Not really sure where to start trouble shooting, I'm guessing clean the bed, use brims or rafts, try a temperature tower? It's in my shed, which is insulated but lacking a heater, and it's a bit cold and windy here currently so that's probably not helping. Using PLA & default cura settings.

Unrelated printing question, the bodies on scale3drc all seem to be listed for a fairly narrow range of wheelbase. Is there any reason they can't just be scaled up or down to fit whatever parts I can shove under them? Presumably that would apply to bodies from other sites as well if so.

Any advice would be gratefully received!
 

imthatguy

Putting it in "H"
I pretty much always print with a brim, well, at least I used to on my older printer. You could try laying down a layer of Blue painter's tape on the bed. I found the adhesion to work a bit better that way. Printing in a shed probably isn't ideal.

You can scale any file you want, but a byproduct of that is the wheelbase will change, and you'll have to adjust your links.
 

skinanbones

I drank the MEK
I believe that the Ender 3 doesn't have auto sense bed leveling. So its the same as my CR-10 and what i have found that after several multi hours prints, i need to check the bed level agian with a piece of paper. My guess right now is that you need to turn the adjuster wheels out about a quarter to half turn, just to bring the bed a little close to the nozzle.

If that starts to cause issue with elephant foot on the part or it still lifts. I would use glue or masking tape on the glass to get better adhesion.
 

Svar

New member
I have the same printer, for very small parts, a brim or a raft is needed. In the settings I select preheat PLA and wait 4-5 min. then I start printing. The only change I have made to my printer in the last year is the bed springs, I still do the level adjustment with the bed at 60C and the hot end at 160c for 5 min. but with the new springs this is very rare. When the bed is cold I clean it before each print with 90% alcohol and a micro fiber cloth.
 

Deshed

New member
Thanks for the advice! Warmer weather and blue painters tape have solved the bed adhesion issues, but I noticed it was getting elephants foot even with the bed set to 35C. Apparently squish in the first few layers is a common issue with a few different Creality printers - it seems to have been reduced to a tolerable level so far by adjusting the tension on the z axis carriage rollers, loosening the screws that hold the brass lead screw nut into the carriage, and printing with a raft.
 

Svar

New member
Hi,

In Cura you have a setting to correct the elephant foot. Don't loosen the screws it will affect the quality of your print.

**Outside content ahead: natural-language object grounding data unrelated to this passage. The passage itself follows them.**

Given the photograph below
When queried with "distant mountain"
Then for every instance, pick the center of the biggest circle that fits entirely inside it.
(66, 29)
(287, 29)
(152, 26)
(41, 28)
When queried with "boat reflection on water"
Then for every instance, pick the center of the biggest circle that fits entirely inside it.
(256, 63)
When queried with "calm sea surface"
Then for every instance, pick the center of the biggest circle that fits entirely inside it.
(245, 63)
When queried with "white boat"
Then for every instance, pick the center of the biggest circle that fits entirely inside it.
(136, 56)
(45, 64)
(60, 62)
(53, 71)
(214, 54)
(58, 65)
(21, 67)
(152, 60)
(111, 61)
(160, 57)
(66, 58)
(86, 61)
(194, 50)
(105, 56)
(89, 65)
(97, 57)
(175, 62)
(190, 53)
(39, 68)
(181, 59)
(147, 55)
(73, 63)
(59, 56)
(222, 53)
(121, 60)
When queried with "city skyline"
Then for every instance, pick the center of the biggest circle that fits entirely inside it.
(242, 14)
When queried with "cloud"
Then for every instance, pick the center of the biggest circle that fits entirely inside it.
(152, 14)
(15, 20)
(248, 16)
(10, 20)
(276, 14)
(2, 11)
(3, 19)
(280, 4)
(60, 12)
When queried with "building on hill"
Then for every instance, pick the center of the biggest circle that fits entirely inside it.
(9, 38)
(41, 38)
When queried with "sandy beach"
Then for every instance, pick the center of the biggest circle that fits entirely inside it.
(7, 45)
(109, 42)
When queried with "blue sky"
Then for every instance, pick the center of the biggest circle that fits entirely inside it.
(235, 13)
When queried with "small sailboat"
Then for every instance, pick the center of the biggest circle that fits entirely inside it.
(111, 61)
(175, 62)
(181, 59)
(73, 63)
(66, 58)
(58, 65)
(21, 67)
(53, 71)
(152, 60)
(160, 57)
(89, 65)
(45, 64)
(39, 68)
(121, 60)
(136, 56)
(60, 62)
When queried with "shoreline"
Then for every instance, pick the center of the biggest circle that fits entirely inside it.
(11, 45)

#1 The bed at 35°C is low, put it at 60°C, PLA adheres well at that temperature.

#2 Adjust the thickness of your first layer so it sticks well, a first layer at 0.2 or 0.15 is good.

#3 You can correct the elephant foot problem in the Walls section - Initial layer horizontal expansion. Write a negative value like -0.1 and the first layer will be printed 0.1 millimeter inside the perimeter of the part. Make a comparison with different values and look at the effect on your part once sliced.
 

Deshed

New member
Thanks, forgot to mention I did the horizontal expansion thing too. One more question, just sliced a body to print in Cura and it's estimating 2 days 18hrs for the first half...is that normal? Was expecting it to take a long time but :eek:.
 

Svar

New member
Several parameters can make a difference on the printing time.
The thickness of the layers.
The amount of support
Also as you are printing a body, you have many outer walls that are printed slower than the infill. You can always increase the thickness of the layers and the speed of printing the outer walls, but the quality will suffer.
I did some testing with a 1/10 body found on Thingiverse (1/10 Truck body ZIL 157) and for the main part my shortest printing time was 2 days and 19 hrs. Standard quality, standard support everywhere, but with a 4mm support line distance.
Yes, some printing can be very long, my longest project so far was 21 hrs.